The first company we visited today was DePuy Synthes. This particular company’s site is quite large, which allowed us to tour a lot of different aspects within the company including the manufacturing area and the cadaver labs. In the lab area we were actually able to do a small hands on activity. This activity was fun and also helped us to better understand the products made there and why the company takes time to train its staff and customers on how to use the equipment. The company also had a small panel discussion for us that included some younger employees. It was nice to see the different directions they went within the biotech field while having a technical background. Throughout the visit, multiple people in the company also explained a lot of the perks for working for a large company like Johnson & Johnson, like how they are able to create top of the line implants because they have the capital. One of the major points that stood out to me about DePuy Synthes, and because they are a Johnson & Johnson company, is that their top priority is the consumer. [Our] main guide, actually explained that putting customers first comes into play in almost every major decision that is made within the company. I thought this was a unique attribute of a company, especially one as large as Johnson & Johnson.


The second company we met with was Olympus Medical. They were very excited that Notre Dame students were interested enough in the company to come all the way to Boston to visit. The company gave us a presentation on the corporate social responsibility section of the company which focuses on giving back to employees and the local community. I think this presentation really interested us because Notre Dame has a lot of service opportunities, so it is nice to see that it is still easy to be apart of that once in industry. We toured the research labs and interacted with some of their products, which helped us better understand the main functions of each product. The last part of this visit was a panel discussion with two women who are fairly high up in the company. Both started as engineers after college and have moved over to the business side. It was very beneficial to receive advice as to how to be successful in this industry and what skills companies are looking for in new hires.


Both companies also touched on the biotech industry as a whole. Two major trends they see in the industry are that constant change and collaboration between functions. Constant change refers to both one’s individual career path and a market sector as a whole. Therefore, one needs to be adaptable and embrace the unknown in order to be successful in this industry.  In terms of collaboration, both companies expressed that in order to have a product be successful, it needs to benefit a large range of consumers. This means that there needs to be some sort of dialogue between the consumer and the design and manufacturing teams. This new concept has created a lot of new upstream marketing and training positions which engineering and science people can go into.
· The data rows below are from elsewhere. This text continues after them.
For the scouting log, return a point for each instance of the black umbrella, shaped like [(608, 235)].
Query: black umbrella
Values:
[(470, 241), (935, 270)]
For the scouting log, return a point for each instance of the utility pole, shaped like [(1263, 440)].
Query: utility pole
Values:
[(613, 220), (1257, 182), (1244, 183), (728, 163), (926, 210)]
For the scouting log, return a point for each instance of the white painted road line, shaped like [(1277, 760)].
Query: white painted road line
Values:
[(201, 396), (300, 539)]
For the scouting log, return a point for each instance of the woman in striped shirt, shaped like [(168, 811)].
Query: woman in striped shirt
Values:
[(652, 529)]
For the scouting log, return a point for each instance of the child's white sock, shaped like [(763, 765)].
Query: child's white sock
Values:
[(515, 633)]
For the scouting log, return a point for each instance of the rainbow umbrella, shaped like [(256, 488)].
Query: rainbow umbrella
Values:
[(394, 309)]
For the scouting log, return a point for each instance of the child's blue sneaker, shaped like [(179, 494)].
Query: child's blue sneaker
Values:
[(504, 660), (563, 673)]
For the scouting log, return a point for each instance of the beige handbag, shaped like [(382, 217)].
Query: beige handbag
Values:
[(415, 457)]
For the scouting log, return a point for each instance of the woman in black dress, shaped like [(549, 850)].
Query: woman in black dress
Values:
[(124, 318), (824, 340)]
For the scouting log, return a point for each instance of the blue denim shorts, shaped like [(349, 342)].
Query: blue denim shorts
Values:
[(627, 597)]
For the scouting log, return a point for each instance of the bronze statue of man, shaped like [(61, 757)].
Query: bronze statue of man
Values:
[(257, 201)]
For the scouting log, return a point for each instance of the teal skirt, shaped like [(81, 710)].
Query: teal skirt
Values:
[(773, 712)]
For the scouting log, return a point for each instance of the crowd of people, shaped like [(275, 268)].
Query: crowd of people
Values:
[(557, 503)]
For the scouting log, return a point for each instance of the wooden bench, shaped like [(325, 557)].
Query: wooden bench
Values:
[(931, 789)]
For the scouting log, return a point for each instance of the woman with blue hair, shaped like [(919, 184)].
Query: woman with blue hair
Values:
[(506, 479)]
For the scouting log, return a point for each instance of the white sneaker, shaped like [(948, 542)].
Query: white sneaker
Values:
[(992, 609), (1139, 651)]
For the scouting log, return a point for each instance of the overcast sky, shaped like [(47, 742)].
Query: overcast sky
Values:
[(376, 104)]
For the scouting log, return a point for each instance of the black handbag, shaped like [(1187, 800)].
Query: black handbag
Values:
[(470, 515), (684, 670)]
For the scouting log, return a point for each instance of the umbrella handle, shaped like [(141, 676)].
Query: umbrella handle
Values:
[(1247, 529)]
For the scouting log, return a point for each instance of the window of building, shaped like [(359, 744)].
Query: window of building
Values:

We concluded the day by having dinner with some of the young local alumni. It was nice to learn why young adults are drawn to Boston and what it would be like to live here. It also gave some insight into the large Notre Dame presence in Boston and how that can be beneficial for networking.

-- Heather Flynn, Class of 2019


(Chicago, IL) Sports Trek - Day 2

October 20th, 2017

The second day of the Sports Industry Trek consisted of visits to the Chicago Bulls, Chicago Blackhawks, and Wilson Sporting Goods. Although tired from our late (but exciting) night at the Blackhawks game the night before, we were easily energized by the amazing experiences this day provided us. We spent the morning at the United Center, home of the Chicago Bulls and Chicago Blackhawks. Each organization provided an opportunity to hear about their business strategies as a whole, the different interrelated departments, and to see their facilities. We had a chance to tour the arena, seeing not only their office space, but also the different team locker rooms, learning about the different processes that go into preparing for a game day. This part truly gave us a sense for how rewarding it can be working in sports.


The most valuable part of our visit, however, was getting to sit down in small groups with individuals within each organization. From the Bulls, we got to rotate through small discussion groups with Human Resources, Analytics, Marketing and Entertainment. From the Blackhawks, we had an opportunity to talk to Corporate Partnerships, Analytics, Human Resources, and Marketing. One of the major takeaways from this experience was being able to see how different sports organizations may be similar and how they differ. For example, in talking to representatives from both the Bulls and the Blackhawks marketing departments, we discovered how each team was trying to incorporate the local culture and spirit of Chicago into their brand. On the other hand, they acted differently based on the performance of their individual teams. This was another major point of learning for us on the trip. We were able to discover the interaction between the business and the team aspects of the organization. The business strategy when the team is doing well is very different from when the team is struggling. Lastly, human resources, and other Notre Dame grads provided us with helpful insight into how to transform a Notre Dame education into a successful career. The emphasized how important it was to get involved in sports on campus and participate in treks such as this. Overall our time with the Bulls and the Blackhawks gave us insight into the inner workings of the sports world.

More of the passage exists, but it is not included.